Novos paradigmas surgiram. Nosso doce tão doce não precisa ser assim, afinal. E o doce menos doce se fez presente na Investigação Doce de Neide Rigo, Mara Salles e Ana Soares.

Na palestra Da Cozinha Nórdica para o Mundo, o pesquisador Mark Emil Tholstrup Hermansen defendeu a volta ao inexplorado, sem esquecer o gosto pela aventura. “Tudo pode ser comestível. Mas algumas coisas terão consequências”, alertou. E a história da formiguinha suscitou o debate sobre a interpretação cultural do gosto. O que tem gosto bom para mim, tem gosto bom para você?

Hermansen, organizador do Mad, simpósio criado por René Redzepi, faz parte de um think thank de gastronomia, junto com o Nordic Food Lab. Foi a atenção aos produtos locais, puxada pelo Noma, que desencadeou a valorização da cozinha nórdica.

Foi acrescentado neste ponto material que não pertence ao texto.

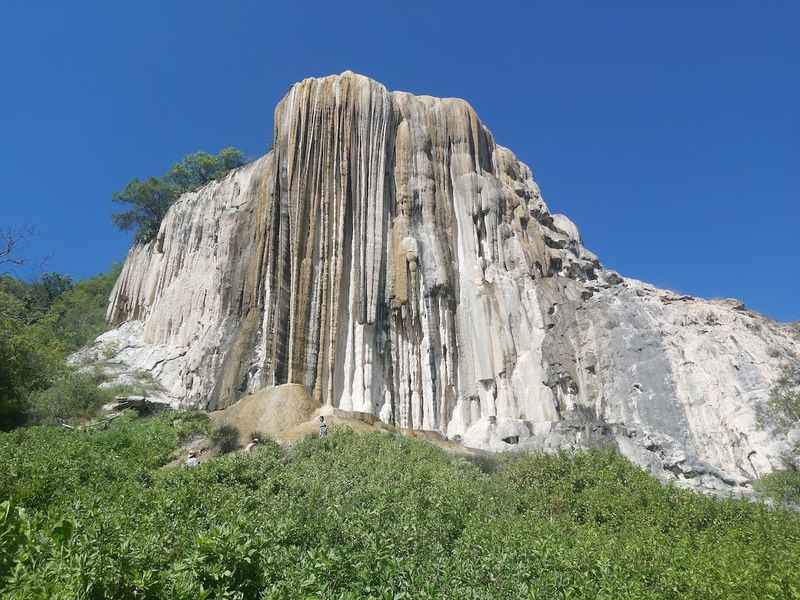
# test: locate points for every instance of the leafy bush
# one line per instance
(74, 395)
(225, 438)
(783, 405)
(366, 516)
(781, 486)
(150, 199)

O debate sobre tradição e criação foi particularmente rico. Muitas questões surgiram. Algumas, ainda, sem resposta. Mas em um ponto muitos pareceram concordar: a vanguarda na cozinha depende de um equilíbrio ousado entre o velho e o novo. Está calcada na imprevisibilidade do acaso criativo, amparada pelo conhecimento.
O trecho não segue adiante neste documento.